A podcast with Weimo Liu and Sam Magnus of PuppyGraph
Open source Apache Iceberg, Hudi and Delta Lake have made it possible to dispense with the complexities and duplication of data warehousing. Instead of requiring time-consuming extract, transform and load (ETL) procedures, these large table formats make it simple to tap S3 and other repositories directly for analytics purposes.
PuppyGraph takes this modern data lake capability a step further, making it possible to create and query graphs on top of one of these large analytic table formats. After creating a subgraph with a SQL group by statement, for example, a user can do graph traversal via Gremlin or declarative graph querying using Cypher via these tables, or use a prompt interface on the data via LlamaIndex. Here’s how the PuppyGraph architecture eliminates the need for a graph database.
With a single logical schema, you can tap multiple heterogeneous repositories such as one that’s MySQL and an S3 bucket both via an Iceberg-enabled table, says PuppyGraph CEO Weimo Liu.
Let’s say a user has a table with transaction records. The sender, receiver and amount fields already suggest a graph of sorts. The user can just use SQL and a “group by” query to create a subgraph of selected records, then create a logical schema and do graph queries. That’s how you can leverage both SQL and graph querying with a tool such as Gremlin in the same use case.
With a SQL query engine side by side with a graph engine, users can feed the retrieved outputs into machine learning algorithms and reporting tools, says PuppyGraph founding member Sam Magnus.
A video Weimo posted on YouTube called “PuppyGraph – Query the Data in Your Data Lake as a Graph in One Minute” walks users through how to create a simple schema to query their data via a modern data lake enabled by Iceberg as a graph by following these steps (paraphrased here):
- Create a schema JSON file to tell PuppyGraph these specifics:
- The URL of your data lake
- Which tables are nodes
- Which tables are edges.
- Post the file to the server. The server will confirm the schema creation.

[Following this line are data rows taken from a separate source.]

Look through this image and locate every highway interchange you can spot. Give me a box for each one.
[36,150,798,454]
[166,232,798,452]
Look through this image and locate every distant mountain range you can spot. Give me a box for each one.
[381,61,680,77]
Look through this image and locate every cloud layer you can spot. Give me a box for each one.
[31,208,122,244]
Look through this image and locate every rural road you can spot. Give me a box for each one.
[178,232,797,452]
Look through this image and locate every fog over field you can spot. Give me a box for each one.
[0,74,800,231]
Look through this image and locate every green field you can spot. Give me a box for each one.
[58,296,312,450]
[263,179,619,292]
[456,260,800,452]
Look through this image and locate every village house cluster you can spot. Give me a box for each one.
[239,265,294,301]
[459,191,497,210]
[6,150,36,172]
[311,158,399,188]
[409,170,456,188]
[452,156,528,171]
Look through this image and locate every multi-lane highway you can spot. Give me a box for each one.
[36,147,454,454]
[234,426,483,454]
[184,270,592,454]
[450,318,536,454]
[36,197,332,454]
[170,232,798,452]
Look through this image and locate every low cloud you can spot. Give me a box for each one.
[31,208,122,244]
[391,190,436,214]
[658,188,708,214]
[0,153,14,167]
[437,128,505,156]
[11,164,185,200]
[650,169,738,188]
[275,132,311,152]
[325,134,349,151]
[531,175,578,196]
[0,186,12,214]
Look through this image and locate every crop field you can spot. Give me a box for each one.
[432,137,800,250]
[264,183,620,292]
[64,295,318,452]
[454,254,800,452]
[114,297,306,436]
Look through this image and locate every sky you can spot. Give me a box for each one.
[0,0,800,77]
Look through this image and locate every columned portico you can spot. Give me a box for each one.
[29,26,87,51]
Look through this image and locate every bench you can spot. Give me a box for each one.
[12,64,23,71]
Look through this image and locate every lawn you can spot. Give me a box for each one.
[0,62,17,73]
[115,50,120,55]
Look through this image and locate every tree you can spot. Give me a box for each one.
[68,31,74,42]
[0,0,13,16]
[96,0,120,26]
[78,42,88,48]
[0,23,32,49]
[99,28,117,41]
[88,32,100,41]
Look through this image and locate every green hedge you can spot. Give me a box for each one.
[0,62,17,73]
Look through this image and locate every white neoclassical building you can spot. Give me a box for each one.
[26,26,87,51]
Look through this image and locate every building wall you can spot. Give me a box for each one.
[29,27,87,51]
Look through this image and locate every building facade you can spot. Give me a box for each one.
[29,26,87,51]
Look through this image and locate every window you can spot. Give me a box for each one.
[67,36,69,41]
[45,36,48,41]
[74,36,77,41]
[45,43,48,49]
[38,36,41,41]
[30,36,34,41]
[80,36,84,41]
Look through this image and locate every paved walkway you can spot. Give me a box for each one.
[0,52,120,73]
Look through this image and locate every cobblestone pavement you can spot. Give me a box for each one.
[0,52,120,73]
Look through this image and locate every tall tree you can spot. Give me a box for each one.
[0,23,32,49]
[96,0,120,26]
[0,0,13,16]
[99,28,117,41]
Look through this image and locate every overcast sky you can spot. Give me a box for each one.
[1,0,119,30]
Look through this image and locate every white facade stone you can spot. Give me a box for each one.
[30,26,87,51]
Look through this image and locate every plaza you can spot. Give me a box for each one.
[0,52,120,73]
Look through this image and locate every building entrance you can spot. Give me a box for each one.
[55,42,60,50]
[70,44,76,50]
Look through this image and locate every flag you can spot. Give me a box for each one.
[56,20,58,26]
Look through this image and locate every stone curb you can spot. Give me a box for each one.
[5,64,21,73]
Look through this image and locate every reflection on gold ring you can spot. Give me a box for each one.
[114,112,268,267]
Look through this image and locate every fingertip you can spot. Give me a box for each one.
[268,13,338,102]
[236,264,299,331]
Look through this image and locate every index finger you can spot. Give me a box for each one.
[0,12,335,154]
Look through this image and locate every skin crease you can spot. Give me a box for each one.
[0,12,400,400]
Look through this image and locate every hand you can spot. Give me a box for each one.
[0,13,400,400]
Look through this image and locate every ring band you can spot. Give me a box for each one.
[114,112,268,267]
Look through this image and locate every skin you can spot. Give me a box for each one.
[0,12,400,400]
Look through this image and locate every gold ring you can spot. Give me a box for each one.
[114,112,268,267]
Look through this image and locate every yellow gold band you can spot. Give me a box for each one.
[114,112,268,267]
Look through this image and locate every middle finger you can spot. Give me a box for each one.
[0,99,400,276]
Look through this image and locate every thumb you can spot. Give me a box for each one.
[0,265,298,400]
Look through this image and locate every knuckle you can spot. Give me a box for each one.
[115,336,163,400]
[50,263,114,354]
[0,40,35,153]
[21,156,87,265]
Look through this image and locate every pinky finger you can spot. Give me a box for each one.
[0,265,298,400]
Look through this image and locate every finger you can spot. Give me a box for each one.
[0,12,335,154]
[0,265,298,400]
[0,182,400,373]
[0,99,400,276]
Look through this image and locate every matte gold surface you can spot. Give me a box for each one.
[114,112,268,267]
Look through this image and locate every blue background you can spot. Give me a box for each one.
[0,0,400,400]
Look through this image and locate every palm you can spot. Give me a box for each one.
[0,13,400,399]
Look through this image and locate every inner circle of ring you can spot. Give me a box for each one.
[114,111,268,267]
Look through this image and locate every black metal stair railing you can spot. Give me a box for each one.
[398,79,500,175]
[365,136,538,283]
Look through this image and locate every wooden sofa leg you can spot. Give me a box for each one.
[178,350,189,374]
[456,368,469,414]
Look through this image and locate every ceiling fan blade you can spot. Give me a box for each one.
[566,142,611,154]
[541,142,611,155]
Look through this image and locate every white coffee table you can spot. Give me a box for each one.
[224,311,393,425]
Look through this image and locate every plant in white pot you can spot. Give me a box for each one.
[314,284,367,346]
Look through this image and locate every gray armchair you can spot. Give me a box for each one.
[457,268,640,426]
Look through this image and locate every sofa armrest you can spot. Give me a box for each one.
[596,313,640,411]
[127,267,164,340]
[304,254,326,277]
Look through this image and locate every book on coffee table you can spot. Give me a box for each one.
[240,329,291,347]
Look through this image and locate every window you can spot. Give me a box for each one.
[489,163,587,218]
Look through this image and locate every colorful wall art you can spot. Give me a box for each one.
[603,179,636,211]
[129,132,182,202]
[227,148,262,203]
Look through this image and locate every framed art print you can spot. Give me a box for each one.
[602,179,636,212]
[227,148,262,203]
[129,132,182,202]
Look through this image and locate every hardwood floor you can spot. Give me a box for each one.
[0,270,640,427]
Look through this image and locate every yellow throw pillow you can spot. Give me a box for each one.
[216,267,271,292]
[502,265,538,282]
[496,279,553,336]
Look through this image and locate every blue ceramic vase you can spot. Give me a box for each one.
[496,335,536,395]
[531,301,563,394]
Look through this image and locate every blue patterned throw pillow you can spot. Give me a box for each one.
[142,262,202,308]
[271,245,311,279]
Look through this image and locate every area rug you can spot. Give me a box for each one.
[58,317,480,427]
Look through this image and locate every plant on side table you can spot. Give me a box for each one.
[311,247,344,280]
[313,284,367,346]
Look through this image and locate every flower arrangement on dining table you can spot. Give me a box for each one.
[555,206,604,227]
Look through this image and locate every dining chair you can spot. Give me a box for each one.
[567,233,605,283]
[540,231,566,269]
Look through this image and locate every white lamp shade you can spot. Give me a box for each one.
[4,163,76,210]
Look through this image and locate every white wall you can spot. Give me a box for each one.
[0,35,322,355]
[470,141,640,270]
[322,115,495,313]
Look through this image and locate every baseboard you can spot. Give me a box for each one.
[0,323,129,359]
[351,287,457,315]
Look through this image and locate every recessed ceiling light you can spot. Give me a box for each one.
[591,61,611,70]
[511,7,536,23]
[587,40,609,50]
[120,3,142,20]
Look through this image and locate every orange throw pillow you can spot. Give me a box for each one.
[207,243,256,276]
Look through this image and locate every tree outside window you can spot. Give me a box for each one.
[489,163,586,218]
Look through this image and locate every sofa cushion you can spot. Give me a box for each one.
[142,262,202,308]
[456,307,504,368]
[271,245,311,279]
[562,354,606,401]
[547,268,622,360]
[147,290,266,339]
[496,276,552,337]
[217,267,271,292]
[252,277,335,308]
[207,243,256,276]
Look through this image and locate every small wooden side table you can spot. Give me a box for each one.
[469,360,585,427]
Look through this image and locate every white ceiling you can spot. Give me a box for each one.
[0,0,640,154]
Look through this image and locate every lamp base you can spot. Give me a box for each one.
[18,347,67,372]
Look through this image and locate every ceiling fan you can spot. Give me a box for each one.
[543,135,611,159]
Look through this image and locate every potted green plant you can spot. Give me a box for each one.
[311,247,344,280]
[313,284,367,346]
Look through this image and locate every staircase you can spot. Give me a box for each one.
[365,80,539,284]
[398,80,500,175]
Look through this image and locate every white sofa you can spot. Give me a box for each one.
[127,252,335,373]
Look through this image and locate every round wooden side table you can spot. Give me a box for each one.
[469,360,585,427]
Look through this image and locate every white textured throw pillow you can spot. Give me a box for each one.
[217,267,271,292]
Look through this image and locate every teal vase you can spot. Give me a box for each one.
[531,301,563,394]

- Connect the console of a graph query tool such as Gremlin or Cypher to the server
- Run your query to retrieve the results.
Note that PuppyGraph is not a database, but a graph analytics engine designed to work with all the seemingly limitless information modern data lakes can store.
“Single copy” analytics is a phrase Sam Magnus uses to underscore that multiple data analystics users can all use the same copy of the data to support both SQL and graph workloads, rather than having to copy over and over again.
By using PuppyGraph, Sam estimates that consultants hired for graph analytics projects can be up and running within an hour at client sites, assuming the necessary data is accessible. That’s a big deal, considering that graph database proofs of concept (PoCs) have historically required extensive up-front work to begin delivering results.
Sam and Weimo encourage everyone to try out PuppyGraph–they’ve got a free Docker in the user manual and haven’t been charging for consulting. Hope you enjoy the podcast.